South Korean President Lee Myung-bak arrived for a state visit to Washington in October in time to celebrate the passage by the U.S. Congress of the U.S.-South Korea Free Trade Agreement with U.S. President Barack Obama. But back home in South Korea, the bill continues to face spirited opposition, with the current debate revealing potential cracks lurking beneath apparently healthy U.S.-South Korea relations. In fact, due to political changes in South Korea, the friction over the FTA could be just the first sign of deteriorating relations between the two countries.

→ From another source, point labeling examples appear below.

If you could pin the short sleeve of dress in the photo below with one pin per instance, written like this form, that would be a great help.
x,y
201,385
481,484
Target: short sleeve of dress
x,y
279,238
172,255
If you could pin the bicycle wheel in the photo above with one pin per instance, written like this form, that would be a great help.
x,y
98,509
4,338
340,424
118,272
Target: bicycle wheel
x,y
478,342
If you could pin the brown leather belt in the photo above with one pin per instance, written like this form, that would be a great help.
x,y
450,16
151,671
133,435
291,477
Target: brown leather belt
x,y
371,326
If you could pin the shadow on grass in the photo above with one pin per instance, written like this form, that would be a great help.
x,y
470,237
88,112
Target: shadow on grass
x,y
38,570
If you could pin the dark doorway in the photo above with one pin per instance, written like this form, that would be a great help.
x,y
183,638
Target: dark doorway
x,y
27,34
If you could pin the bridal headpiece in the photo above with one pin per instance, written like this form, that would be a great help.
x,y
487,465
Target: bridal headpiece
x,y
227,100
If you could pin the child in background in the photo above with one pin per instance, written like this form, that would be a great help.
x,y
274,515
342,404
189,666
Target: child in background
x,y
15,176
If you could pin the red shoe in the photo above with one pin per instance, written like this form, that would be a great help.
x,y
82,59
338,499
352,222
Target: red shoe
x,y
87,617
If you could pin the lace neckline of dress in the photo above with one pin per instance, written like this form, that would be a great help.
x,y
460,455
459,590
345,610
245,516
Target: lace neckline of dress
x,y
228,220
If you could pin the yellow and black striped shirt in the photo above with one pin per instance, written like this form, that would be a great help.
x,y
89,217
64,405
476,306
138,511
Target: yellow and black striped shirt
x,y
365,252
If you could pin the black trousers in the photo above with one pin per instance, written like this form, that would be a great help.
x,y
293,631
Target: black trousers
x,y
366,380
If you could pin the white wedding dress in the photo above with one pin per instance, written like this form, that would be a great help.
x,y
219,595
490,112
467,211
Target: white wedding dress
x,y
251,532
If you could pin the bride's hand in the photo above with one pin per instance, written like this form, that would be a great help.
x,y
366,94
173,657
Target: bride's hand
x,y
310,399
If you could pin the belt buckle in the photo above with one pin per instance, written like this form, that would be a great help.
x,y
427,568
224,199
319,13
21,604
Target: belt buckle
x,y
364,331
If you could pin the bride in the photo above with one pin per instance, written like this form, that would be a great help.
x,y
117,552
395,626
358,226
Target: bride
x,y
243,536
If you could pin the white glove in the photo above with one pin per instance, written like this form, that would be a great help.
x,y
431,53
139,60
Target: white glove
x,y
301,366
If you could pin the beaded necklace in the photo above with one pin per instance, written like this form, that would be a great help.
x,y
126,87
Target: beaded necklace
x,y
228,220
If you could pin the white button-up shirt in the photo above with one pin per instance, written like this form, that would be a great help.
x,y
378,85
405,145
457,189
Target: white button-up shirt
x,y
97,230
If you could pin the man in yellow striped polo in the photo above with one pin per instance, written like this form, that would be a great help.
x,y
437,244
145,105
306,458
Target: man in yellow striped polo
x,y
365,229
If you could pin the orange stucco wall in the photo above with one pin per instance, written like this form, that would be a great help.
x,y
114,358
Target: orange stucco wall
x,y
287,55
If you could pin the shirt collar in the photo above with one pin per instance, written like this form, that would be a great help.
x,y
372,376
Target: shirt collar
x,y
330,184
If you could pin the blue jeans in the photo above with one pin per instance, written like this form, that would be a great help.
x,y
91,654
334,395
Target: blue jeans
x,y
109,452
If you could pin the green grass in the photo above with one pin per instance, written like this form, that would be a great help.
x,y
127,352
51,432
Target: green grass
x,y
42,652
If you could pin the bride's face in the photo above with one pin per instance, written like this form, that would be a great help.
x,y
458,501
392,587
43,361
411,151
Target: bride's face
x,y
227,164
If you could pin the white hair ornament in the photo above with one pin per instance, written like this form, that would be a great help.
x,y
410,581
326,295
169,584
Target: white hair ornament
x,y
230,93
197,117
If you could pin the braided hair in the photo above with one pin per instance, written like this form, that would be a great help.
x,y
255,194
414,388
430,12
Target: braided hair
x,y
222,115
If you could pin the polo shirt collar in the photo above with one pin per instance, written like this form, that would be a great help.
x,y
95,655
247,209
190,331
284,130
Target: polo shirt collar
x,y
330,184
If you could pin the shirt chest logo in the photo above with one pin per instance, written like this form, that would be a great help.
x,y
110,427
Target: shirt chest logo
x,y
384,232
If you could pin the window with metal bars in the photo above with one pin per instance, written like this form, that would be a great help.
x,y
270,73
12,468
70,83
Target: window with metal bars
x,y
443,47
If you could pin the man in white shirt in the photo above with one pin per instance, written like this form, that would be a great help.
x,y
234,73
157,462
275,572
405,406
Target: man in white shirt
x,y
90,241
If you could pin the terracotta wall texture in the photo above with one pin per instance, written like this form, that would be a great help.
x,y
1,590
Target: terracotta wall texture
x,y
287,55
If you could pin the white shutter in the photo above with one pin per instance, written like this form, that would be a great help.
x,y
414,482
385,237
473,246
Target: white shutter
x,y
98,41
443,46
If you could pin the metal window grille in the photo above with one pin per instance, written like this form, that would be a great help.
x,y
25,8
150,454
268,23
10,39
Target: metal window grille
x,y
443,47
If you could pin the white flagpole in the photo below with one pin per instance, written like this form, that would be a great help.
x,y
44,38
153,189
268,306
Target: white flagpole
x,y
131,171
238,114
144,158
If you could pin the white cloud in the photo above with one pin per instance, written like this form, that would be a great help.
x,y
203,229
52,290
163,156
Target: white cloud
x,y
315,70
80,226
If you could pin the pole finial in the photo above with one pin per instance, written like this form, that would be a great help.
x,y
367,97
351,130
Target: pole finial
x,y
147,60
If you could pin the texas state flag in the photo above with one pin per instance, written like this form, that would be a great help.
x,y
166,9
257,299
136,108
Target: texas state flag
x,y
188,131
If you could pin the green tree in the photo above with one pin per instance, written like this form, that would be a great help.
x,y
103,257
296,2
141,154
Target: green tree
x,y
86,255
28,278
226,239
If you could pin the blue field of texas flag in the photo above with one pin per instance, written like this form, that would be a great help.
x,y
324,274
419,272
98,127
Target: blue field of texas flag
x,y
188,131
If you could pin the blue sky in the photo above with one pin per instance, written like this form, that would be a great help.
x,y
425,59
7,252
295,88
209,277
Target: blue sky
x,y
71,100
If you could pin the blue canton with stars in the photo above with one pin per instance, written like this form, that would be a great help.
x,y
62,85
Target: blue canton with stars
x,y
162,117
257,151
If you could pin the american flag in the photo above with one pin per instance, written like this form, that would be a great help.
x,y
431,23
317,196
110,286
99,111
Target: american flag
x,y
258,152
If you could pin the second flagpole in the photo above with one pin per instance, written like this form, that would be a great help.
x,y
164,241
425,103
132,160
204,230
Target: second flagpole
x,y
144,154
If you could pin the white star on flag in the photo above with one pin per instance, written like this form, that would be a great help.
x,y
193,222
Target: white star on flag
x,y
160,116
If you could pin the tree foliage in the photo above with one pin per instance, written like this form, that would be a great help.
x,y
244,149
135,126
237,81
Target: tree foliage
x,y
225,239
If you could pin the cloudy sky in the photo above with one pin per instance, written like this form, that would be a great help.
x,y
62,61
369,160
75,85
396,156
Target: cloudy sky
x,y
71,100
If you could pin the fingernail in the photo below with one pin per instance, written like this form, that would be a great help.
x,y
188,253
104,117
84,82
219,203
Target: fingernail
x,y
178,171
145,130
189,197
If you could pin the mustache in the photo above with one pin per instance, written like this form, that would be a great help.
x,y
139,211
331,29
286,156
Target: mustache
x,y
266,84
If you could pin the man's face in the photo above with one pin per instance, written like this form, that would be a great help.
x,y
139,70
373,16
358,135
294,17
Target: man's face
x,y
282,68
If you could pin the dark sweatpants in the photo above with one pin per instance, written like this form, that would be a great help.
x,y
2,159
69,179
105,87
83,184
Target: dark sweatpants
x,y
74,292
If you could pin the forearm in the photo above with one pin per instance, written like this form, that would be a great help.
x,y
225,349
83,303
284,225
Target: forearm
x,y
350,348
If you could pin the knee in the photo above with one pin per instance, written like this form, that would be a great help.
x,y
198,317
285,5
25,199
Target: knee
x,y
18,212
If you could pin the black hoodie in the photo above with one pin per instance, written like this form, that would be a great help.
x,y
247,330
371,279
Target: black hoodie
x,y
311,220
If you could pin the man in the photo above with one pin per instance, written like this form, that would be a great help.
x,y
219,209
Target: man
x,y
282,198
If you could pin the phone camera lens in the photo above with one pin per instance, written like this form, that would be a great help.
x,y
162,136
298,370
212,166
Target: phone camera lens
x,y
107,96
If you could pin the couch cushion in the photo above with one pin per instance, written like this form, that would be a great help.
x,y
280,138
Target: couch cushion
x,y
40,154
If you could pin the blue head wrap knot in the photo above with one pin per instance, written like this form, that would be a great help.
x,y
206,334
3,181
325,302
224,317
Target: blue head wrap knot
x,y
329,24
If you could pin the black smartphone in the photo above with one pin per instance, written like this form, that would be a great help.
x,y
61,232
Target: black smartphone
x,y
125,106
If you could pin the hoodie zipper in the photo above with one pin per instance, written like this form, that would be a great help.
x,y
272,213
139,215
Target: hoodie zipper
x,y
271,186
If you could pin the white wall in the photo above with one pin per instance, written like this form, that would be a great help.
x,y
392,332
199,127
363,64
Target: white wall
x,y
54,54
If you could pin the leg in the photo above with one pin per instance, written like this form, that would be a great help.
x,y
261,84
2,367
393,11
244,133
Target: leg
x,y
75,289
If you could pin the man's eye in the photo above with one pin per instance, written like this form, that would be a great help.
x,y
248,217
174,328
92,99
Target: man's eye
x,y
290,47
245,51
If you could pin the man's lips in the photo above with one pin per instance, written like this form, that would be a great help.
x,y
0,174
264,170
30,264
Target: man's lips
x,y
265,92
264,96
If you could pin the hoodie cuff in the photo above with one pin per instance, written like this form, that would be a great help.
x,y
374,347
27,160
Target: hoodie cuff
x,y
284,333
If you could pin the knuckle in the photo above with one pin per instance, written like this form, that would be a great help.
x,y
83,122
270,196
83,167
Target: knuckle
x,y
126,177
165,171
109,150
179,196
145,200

South Korean opposition parties have come together to vigorously oppose the FTA, while the ruling Grand National Party (GNP) is pushing for its quick ratification. Amid rumors of physical obstruction of the bill by opposition parties and a likely scuffle in the National Assembly, a legislative session on Nov. 3 was canceled 10 minutes before its scheduled start time. The standoff is expected to continue, as the next plenary session has not yet been scheduled.
The sticking point holding up passage of the bill is the investor-state dispute (ISD) settlement clause, which would allow American companies that feel they have lost money in a South Korean legal proceeding to sue the Korean government through an international body. The opposition DP is arguing that this would give large American firms undue room to bully small and medium-sized South Korean enterprises, and along with other opposition groups wants the clause removed. The GNP is insisting on its inclusion.